Sin embargo, toda crisis abre la posibilidad de un nuevo horizonte. La comunalidad emerge como un principio educativo que nos invita a mirar lo que nos une, lo que compartimos como humanidad y como comunidad. Desde esta perspectiva, la autonomía no significa aislamiento ni competencia, sino capacidad colectiva de decidir y construir.
Cuando los maestros ejercemos nuestra autonomía profesional desde lo común de la territorialidad, la esperanza deja de ser un ideal abstracto y se convierte en una práctica viva que ya habita en nuestras aulas y comunidades. En cada asamblea escolar, en cada proyecto comunitario y en cada esfuerzo de colaboración, se gesta una pedagogía crítica distinta: la pedagogía del nosotros.
Pensar distinto para transformar
Grandes pensadores contemporáneos, como Noam Chomsky y Michel Foucault, han señalado que la transformación social no puede lograrse con las mismas categorías que sostienen al sistema neoliberal vigente. Si seguimos pensando con las herramientas conceptuales heredadas del colonialismo, seguiremos reproduciendo desigualdades y jerarquías.
Por ello, el reto de nuestro tiempo consiste en atrevernos a pensar distinto. Descartar lo obsoleto, replantear lo que parecía incuestionable y crear nuevas formas de concebir la educación. Solo así podremos desmontar las estructuras hegemónicas que han hecho de la escuela un instrumento de control y abrir paso a una escuela como espacio de emancipación.
En este horizonte, el papel del magisterio es decisivo. La escuela, entendida no como fábrica de exámenes ni como centro de trámites, sino como espacio de vida comunitaria, puede convertirse en semilla de transformación. Cuando enseñamos desde la comunalidad, no solo transmitimos contenidos académicos: acompañamos procesos de resistencia, fortalecemos el tejido social y cultivamos la esperanza colectiva.
La huella del colonialismo
Recordemos que hace más de quinientos años, un imperio llegó con espada, cruz y pólvora para imponer su modelo de vida. Aplastó sueños, impuso valores, idiomas y estructuras de poder. No obstante, los pueblos originarios resistieron con valor, y hoy, desde las aulas y desde las escuelas democráticas, continuamos reivindicando nuestra dignidad y derecho a pensar por nosotros mismos.

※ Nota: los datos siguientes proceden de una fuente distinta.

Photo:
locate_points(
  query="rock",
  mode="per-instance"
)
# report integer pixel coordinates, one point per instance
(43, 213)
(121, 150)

No es sencillo educar cuando nuestro pensamiento ha sido colonizado. La propia literatura latinoamericana, con autores como García Márquez, Octavio Paz, Vargas Llosa, Rulfo, Fuentes, Neruda o Castellanos, aunque invaluable, se desarrolló dentro de un marco mestizo que muchas veces silenció las voces originarias. La apropiación cultural borró expresiones auténticas y legitimó discursos que no siempre representan el sentir de los pueblos.
La colonización no fue solo una imposición política o religiosa: también fue económica y epistémica. Europa vino movida por la ambición del oro y el afán de dominio. Al proyectar a Dios a su propia imagen, el colonizador terminó divinizándose a sí mismo y situando al hombre europeo como centro del universo.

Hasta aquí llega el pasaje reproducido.